Cinemalibero, explorando fronteras
Bushman venía incluido en la sección Cinemalibero, que viene a rescatar obras de miradas marginadas por el discurso cinematográfico dominante, y donde Oriente Próximo y la cuestión palestina tuvo un especial protagonismo en esta edición.
Dreams of the City, dirigida en 1985 por Mohammad Malas, nos presta los ojos de un niño, prácticamente adolescente ya, que son testigos de un universo turbulento en su llegada al Damasco de los años 50. Éste comprende a su vida familiar, dado que su padre acaba de morir y se ha mudado junto a su madre a casa de su irascible abuelo; también a la sociedad que le rodea, donde las rencillas pueden explotar en cualquier momento; incluso a las dinámicas políticas, con los ecos de la Revolución Egipcia y la coyuntura doméstica marcando la agenda discursiva y la posición de fuerza o debilidad de los personajes. Y así, no deja de ser una historia coming-of-age en la que su joven protagonista tiene que lidiar con todas esas circunstancias. El estilo interpretativo quizás no sea el más sutil, reflejo de lo que serían los modos expresivos sirios, pero el film consigue un muy interesante grado de estilización. Me encanta la luz y el color de la película, cálidos y acogedores, su capacidad para generar un evidente grado de inmediatez, de pegarse a los personajes, sin descuidar nunca el encuadre, a menudo sacando diferentes elementos en el plano que aprovechan la profundidad de campo, para así apelar tanto a la complejidad del mundo en el que se mueven sus criaturas como al diferente plano en que coloca a su protagonista, como dueño del principal punto de vista, respecto al resto de personajes.

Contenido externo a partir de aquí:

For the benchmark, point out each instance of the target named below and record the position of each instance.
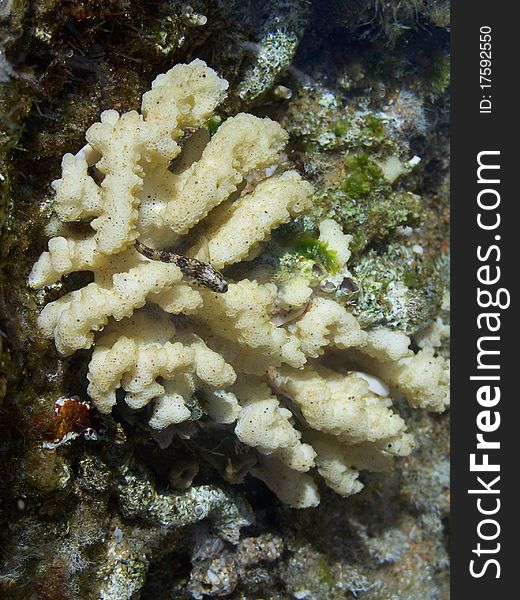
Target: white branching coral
(254, 356)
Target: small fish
(203, 273)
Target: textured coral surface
(157, 435)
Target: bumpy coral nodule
(255, 358)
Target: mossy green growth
(399, 287)
(363, 175)
(313, 249)
(367, 206)
(375, 127)
(341, 127)
(439, 73)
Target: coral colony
(279, 361)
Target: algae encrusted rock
(248, 354)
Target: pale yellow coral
(247, 358)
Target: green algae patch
(363, 176)
(313, 249)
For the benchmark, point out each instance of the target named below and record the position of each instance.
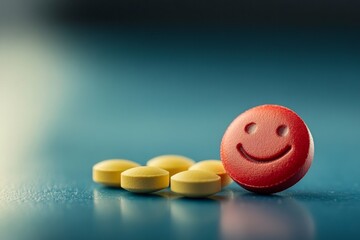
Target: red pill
(267, 149)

Siria es también el punto de partida de The Dupes, donde el egipcio Tewfik Saleh adaptaba en 1972 la obra de Ghassan Kanafani (asesinado ese mismo año por el Mossad) para contar una terrible experiencia emigrante que cristaliza en thriller a través de un relato que une a cuatro palestinos. Se trata de un traficante y sus tres clientes, cada uno de ellos de una generación diferente, en su intento por llegar a Kuwait a la búsqueda de un futuro económico que la guerra y la ocupación israelí les ha negado, condenándoles a la beneficencia internacional en su condición de refugiados. Es muy interesante el juego temporal del film, que se descuelga con múltiples flashbacks, a veces en forma de matrioshka, incluyendo breves cortes documentales que contextualizan la situación política. Pero la experiencia se condensa y se hace brutalmente física en su tramo final. El frecuente uso del zoom alimenta una vaga querencia por el subrayado, evidente por ejemplo en el plano final, demasiado enfatizado, que afortunadamente se mantiene bajo control en la mayor parte de la película.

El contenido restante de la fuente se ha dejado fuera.